Billing problems, lost productivity and even diminished quality of care are common complaints, sometimes long after the implementation kinks should have been worked out. In some cases, doctors who bought into EMRs as a way to operate more effectively and efficiently have found themselves disappointed enough to look for hospital employment, try new practice models or even close their doors, as HealthcareScene.com founder John Lynn has written.
Often the problem lies deeper than the technology, according to a recent white paper from TechSolve, a Cincinnati-based consulting group. After all, an electronic overlay does little good when it serves only to automate bad processes.
TechSolve is promoting a process-mapping approach to EMR for hospitals through its Lean Healthcare Solutions unit. It’s part of a trend toward applying the efficiency techniques of Japanese manufacturers to EMRs and other aspects of health care.
Like Toyota and other pioneers of lean, health care providers should rely on line workers to help root out waste, according to TechSolve.
“While you may be inclined to dismiss negative comments as resistance to change, staff may be aware of design issues that the design team, PI facilitator, and vendor were not,” TechSolve consultants Sue Kozlowski and Alex Jones wrote.

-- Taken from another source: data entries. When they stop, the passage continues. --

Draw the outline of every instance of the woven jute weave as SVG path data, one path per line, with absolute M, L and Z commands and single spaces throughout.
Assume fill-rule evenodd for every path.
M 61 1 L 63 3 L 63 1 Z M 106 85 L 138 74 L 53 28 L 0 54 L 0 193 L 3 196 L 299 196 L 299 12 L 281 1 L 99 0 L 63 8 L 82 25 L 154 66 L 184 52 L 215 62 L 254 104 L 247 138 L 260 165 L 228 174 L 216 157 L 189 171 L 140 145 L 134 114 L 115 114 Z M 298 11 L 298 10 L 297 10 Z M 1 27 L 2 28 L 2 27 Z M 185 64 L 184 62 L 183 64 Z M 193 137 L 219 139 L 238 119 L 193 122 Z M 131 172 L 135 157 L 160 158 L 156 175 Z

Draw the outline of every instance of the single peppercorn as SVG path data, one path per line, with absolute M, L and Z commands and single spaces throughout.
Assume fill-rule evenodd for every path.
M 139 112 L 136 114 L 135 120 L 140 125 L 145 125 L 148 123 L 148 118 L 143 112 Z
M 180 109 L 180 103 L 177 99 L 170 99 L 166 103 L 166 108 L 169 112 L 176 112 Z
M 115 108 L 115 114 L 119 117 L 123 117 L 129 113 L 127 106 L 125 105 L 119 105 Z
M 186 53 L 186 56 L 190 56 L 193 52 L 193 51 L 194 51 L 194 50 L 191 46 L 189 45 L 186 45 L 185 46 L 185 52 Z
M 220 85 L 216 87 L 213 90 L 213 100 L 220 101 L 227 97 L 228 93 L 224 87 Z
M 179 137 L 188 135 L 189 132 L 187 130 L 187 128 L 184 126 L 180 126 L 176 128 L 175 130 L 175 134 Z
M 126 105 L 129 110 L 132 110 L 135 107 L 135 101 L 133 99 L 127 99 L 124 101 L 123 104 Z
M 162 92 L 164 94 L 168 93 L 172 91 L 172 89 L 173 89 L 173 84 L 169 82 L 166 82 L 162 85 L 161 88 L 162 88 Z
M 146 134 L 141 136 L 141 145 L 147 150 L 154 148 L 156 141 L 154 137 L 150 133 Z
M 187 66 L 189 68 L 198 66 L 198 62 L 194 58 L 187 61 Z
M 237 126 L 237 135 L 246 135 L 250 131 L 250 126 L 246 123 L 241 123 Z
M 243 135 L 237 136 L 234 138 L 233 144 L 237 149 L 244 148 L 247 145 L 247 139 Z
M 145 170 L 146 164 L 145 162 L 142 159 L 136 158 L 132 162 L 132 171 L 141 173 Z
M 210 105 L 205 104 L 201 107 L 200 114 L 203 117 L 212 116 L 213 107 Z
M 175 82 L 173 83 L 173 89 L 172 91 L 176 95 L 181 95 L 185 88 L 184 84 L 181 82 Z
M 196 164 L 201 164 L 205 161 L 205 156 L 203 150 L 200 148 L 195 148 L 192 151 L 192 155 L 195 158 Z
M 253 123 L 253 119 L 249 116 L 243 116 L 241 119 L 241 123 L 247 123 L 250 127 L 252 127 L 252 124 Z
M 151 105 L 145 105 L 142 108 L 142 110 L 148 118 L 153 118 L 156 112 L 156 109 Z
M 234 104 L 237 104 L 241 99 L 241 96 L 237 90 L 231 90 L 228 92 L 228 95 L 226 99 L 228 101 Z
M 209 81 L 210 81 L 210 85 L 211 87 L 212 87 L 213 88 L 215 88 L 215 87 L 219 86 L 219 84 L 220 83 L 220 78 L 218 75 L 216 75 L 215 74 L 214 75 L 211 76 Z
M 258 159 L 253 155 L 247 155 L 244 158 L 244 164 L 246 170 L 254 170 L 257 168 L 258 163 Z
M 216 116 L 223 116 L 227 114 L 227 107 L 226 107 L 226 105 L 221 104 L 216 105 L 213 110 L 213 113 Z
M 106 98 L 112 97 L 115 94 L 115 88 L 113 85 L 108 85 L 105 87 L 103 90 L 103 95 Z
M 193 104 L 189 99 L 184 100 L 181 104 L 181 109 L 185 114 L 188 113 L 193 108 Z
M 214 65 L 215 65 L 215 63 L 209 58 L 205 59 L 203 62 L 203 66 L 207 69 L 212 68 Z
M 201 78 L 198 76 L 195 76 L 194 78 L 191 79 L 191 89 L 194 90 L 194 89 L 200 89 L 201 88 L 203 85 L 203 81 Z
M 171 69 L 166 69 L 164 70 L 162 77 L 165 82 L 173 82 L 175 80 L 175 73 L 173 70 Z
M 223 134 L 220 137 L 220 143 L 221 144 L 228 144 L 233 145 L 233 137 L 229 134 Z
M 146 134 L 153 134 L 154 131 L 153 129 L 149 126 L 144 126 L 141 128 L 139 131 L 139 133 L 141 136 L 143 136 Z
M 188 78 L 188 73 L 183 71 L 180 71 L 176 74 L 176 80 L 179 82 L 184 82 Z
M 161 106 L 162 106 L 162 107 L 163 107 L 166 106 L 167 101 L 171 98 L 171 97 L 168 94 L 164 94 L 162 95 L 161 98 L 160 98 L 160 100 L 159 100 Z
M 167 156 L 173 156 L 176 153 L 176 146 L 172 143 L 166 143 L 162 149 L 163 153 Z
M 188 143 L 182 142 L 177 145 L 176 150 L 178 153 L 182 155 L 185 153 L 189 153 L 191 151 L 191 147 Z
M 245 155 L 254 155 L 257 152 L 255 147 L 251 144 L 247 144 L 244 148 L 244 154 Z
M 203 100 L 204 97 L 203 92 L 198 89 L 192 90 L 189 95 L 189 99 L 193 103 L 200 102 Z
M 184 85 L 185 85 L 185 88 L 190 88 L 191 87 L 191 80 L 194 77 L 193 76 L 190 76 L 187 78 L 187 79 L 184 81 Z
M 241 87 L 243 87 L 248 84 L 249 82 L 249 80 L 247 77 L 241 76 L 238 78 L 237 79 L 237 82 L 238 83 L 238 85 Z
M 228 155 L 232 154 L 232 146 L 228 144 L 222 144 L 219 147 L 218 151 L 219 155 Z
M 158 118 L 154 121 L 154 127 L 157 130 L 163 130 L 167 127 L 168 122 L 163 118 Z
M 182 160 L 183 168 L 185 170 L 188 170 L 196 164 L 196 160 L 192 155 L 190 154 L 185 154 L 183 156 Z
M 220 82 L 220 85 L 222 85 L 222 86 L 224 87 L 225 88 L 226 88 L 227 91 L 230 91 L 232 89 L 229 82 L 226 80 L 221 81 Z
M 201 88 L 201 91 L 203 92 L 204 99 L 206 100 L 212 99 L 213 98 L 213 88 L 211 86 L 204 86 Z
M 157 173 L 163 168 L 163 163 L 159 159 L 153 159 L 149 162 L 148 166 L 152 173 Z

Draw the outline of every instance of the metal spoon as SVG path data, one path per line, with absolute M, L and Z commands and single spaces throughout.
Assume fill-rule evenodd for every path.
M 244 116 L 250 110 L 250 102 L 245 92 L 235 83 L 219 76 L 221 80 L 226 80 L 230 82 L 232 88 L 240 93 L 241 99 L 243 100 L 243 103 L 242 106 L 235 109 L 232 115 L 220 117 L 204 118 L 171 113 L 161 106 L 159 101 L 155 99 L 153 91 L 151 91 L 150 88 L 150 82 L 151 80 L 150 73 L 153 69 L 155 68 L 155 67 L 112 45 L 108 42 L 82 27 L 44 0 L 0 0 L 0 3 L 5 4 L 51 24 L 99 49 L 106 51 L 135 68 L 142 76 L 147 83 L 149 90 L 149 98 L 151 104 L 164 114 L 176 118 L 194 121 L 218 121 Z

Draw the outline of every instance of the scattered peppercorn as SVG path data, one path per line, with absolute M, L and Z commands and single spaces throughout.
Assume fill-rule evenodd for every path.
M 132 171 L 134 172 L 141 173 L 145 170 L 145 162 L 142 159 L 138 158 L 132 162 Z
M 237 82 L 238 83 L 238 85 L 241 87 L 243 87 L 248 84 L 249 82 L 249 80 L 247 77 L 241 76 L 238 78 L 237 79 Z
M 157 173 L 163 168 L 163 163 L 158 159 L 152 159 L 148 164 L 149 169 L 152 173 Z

They offered seven steps to ensure maximum benefit from an EMR, a few of which I’ll share. I suggest downloading the full paper for a complete view.
TechSolve recommends thinking about process improvement before getting started with an EMR. Of course, if it’s too late for that, the firm and others in the space are happy to step in later, as well.
Here’s what TechSolve advises:
- Map your current processes. This can be done with help from your process improvement team or an outside group. In some cases, it’s best to assign a team to each service line.
- Compare current and future states. Color-coding is one way to do this, highlighting visually for staff members how their work will change.
- Prioritize issues that affect patient care and payment timing. An “issues list” can be created and then reviewed after “go live” to make sure problems have been corrected. Also, examine how well staff members are adhering to the new processes, asking questions such as, “Where are they using work-arounds, and where have they found new capabilities in the system?”
- Process map again. This new snapshot is the baseline going forward. It can serve as a reference for staff members when they’re in doubt and as a training tool for new hires.
We’re all looking for technology that makes our lives easier right away. But when it comes to EMRs, there’s no true turnkey solution. Making a system pay off requires investments, particularly of time, well beyond the sticker price.
Under traditional reimbursement models, though, planning is not what brings in the revenue. It’s easy enough to see why hospital employment, with guarantees of a salary and IT assistance, is becoming a more and more attractive option for physicians who want to limit expenses and risk.
Hospitals, though, have no plan B. They’ll have to marry their IT to efficient processes or else.